Leo Rivera: Metro named, as a police official working with Geovanny, Commissioner Martinez. [He's the one who was United Nations-trained - no answer on this today from UN to Inner City Press' written question, submitted to Antonio Guterres, Stephane Dujarric and Melissa Fleming: "On Honduras, given the evidence being presented about the involving in narco-trafficking of president Juan Orlando Hernandez, immediately provide SG Guterres explanation of the including of JOH in this past weekend's 14th UN Congress on Crime Prevention and Criminal Justice. Aldo, on the evidence in the SDNY court on March 9 that "Commissioner Martinez," involved in the traffic, was UN trained as a police observer.]
AUSA: When you met with the defendant at Metro's disco, who was there? Leo Rivera: The 3 of us, and our security. AUSA: Were any of those men armed? Who? Leo Rivera: All of us.
AUSA: Where was your grenade launcher? Leo Rivera: My security had it, down by the cars. AUSA: What did the defendant tell you? Leo Rivera: He greeted me and showed me a photo. Of a mechanic that owned me money.

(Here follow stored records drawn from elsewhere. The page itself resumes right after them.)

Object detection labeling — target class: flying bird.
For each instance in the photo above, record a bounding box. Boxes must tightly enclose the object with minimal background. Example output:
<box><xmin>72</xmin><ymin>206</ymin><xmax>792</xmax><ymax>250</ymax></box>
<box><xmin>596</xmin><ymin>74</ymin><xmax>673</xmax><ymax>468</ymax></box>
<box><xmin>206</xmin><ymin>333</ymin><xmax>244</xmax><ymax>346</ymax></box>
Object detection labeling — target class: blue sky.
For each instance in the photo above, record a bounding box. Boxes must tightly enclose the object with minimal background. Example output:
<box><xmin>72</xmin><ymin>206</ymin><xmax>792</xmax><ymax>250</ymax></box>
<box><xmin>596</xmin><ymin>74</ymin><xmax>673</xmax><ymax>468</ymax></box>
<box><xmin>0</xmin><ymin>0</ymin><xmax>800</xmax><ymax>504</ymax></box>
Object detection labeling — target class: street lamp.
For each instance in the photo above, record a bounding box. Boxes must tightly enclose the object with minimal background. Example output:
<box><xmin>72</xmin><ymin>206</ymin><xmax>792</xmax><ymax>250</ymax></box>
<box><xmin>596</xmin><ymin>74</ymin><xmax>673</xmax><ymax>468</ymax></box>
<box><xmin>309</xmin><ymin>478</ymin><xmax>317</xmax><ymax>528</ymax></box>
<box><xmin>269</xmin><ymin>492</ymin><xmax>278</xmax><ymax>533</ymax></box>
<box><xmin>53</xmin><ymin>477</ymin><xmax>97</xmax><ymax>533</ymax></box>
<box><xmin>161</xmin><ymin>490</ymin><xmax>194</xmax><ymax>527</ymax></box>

AUSA: What did the defendant say? Leo Rivera: He asked if I knew the man in the photo. I said yes. Then he said, Mira primo, esta senor esta hablando mal del dueno de la gasolinera
Leo Rivera: Then the defendant told me that the mechanic was now dead, taken to the border of Honduras and Guatamala, finally finished off with two mercy shots to the head. He showed me a photo: "boca arriba," and bloody.
AUSA: Had you asked the defendant to do anything about the mechanic? Leo Rivera: No. I asked no one to do that. But the defendant wanted to earn my trust, to work with him on cocaine.
Leo Rivera: So the defendant told me, if the cocaine ran into a police road block, he would just call Commissioner Martinez and get the check point removed. Plus, he said, Primo, we carry grenade launchers
AUSA: Who were the heads of the Valles? Leo Rivera: Luis Valle, and Anulfo Valle. Judge Castel calls a break. Leo Rivera is led back to the cell block. His feet are shackled and he has on black shoes or slippers.
We're back. AUSA: Did you engage in drug trafficking with Fredy Najera? Leo Rivera: Yes. At his air strip.
AUSA: How was the cocaine transported? Leo Rivera: The defendant took it by truck to the Valles. AUSA: Then what? Leo Rivera: The Valles would deliver it to the cocaine trafficker "Jack." The defendant told me it arrived.
AUSA: And how were you paid? Leo Rivera: 10% of the cocaine. And from that I paid the defendant and Metro. Judge Castel: Let's stand up and stretch.
AUSA: What did you learn about the mayor of Chaloma from the defendant? Leo Rivera: The mayor of Choloma would given them information when the drug authorities would come. In advance. That way the defendant would remove the weapons from his house. AUSA: What was the name of the mayor of Chaloma? Leo Rivera: Polo Chivelli. AUSA: What was his real first name? Leo Rivera: Leopoldo Chivelli.
Judge Castel: Ladies and gentlemen, we're going to call it a day. Don't do any internet research. [Jury leaves]
Fuentes' lawyer: We don't have the subpoena information about this witness yet. Judge Castel: My leaning is, it would be a recall situation.
Judge Castel wishes everyone a good evening and adjourns.
The case is US v. Diaz, 15-cr-379 (Castel).